UK parliamentary by-election

The 1928 St Ives by-election was a by-election held on 6 March 1928 for the British House of Commons constituency of St Ives in Cornwall.

==Vacancy==
The by-election was caused by the resignation of the sitting Unionist Party Member of Parliament (MP) Anthony Hawke on his appointment to be a High Court judge.

==Electoral history==
Hawke had first won the seat at the 1922 general election. He lost it to the Liberal candidate Sir Clifford Cory at the 1923 general election when there was also a Labour candidate in the field but won it back from Cory in a straight fight in 1924.

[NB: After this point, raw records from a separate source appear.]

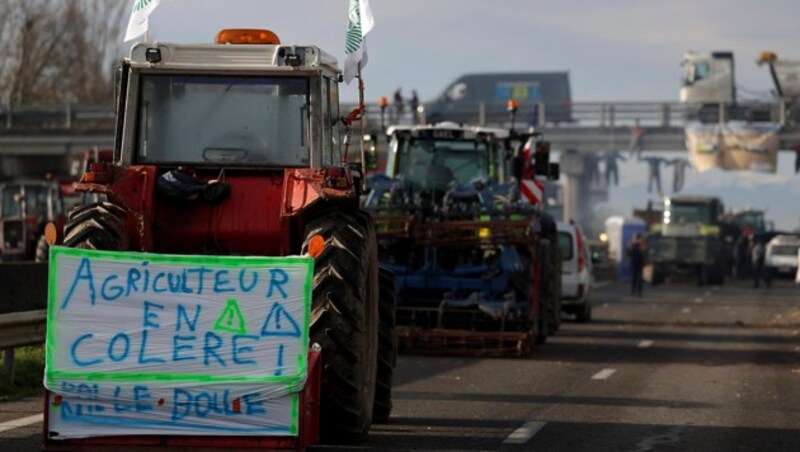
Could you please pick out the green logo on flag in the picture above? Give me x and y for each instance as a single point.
(354, 38)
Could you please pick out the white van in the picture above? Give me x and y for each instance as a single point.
(780, 258)
(576, 272)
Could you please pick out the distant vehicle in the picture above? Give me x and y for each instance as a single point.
(709, 80)
(27, 206)
(461, 101)
(781, 256)
(690, 238)
(576, 272)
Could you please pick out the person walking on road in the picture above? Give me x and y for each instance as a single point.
(636, 259)
(757, 259)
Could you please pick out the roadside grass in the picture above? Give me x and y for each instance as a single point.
(28, 374)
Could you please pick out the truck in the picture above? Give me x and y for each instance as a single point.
(27, 207)
(709, 87)
(236, 148)
(691, 238)
(476, 262)
(542, 96)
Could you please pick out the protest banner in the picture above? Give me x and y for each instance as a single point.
(141, 344)
(733, 146)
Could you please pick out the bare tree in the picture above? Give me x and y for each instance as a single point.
(57, 51)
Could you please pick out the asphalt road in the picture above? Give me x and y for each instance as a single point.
(682, 368)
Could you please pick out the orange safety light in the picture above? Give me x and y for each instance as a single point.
(247, 36)
(316, 246)
(513, 105)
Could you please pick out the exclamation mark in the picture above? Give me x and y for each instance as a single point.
(279, 371)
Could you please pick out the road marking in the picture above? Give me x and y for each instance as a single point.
(17, 423)
(604, 374)
(523, 434)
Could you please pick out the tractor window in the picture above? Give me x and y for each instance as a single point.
(11, 207)
(689, 213)
(330, 113)
(785, 250)
(565, 244)
(427, 163)
(224, 120)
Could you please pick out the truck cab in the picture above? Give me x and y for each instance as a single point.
(690, 239)
(27, 206)
(708, 78)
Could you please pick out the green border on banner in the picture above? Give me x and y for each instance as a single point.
(219, 261)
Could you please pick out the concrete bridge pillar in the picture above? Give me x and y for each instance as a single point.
(575, 189)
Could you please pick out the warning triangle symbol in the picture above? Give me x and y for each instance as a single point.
(231, 319)
(280, 323)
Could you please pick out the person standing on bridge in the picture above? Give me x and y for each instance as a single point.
(612, 169)
(636, 259)
(413, 103)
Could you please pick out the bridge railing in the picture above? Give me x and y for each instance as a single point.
(586, 114)
(100, 118)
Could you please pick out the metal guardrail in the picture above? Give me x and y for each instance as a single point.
(97, 118)
(19, 330)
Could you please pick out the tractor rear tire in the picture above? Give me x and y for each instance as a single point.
(97, 226)
(42, 250)
(344, 322)
(584, 314)
(542, 330)
(387, 348)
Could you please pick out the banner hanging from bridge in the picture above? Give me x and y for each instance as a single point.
(734, 146)
(144, 344)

General Election 1924: St Ives
| Party |  | Candidate | Votes | % | ±% |
|---|---|---|---|---|---|
|  | Unionist | Anthony Hawke | 11,159 | 53.0 | +12.4 |
|  | Liberal | Clifford Cory | 9,912 | 47.0 | +0.5 |
| Majority |  |  | 1,247 | 6.0 | N/A |
| Turnout |  |  | 21,071 | 69.1 | −2.3 |
|  | Unionist gain from Liberal |  | Swing | +6.0 |  |

==Candidates==
- The Unionists picked Sir Andrew Caird (1870-1956) one of Lord Northcliffe’s newspaper editors and directors to defend the seat.
- The Liberal Party challenger was Hilda Runciman, the wife of leading Liberal MP, Rt Hon. Walter Runciman.
- The Reverend Frederick Jesse Hopkins, intervened for the Labour Party.

==Campaign==
The by-election was a three-cornered contest, though given the electoral history of the seat it was always regarded as a two-horse race between Unionist and Liberal.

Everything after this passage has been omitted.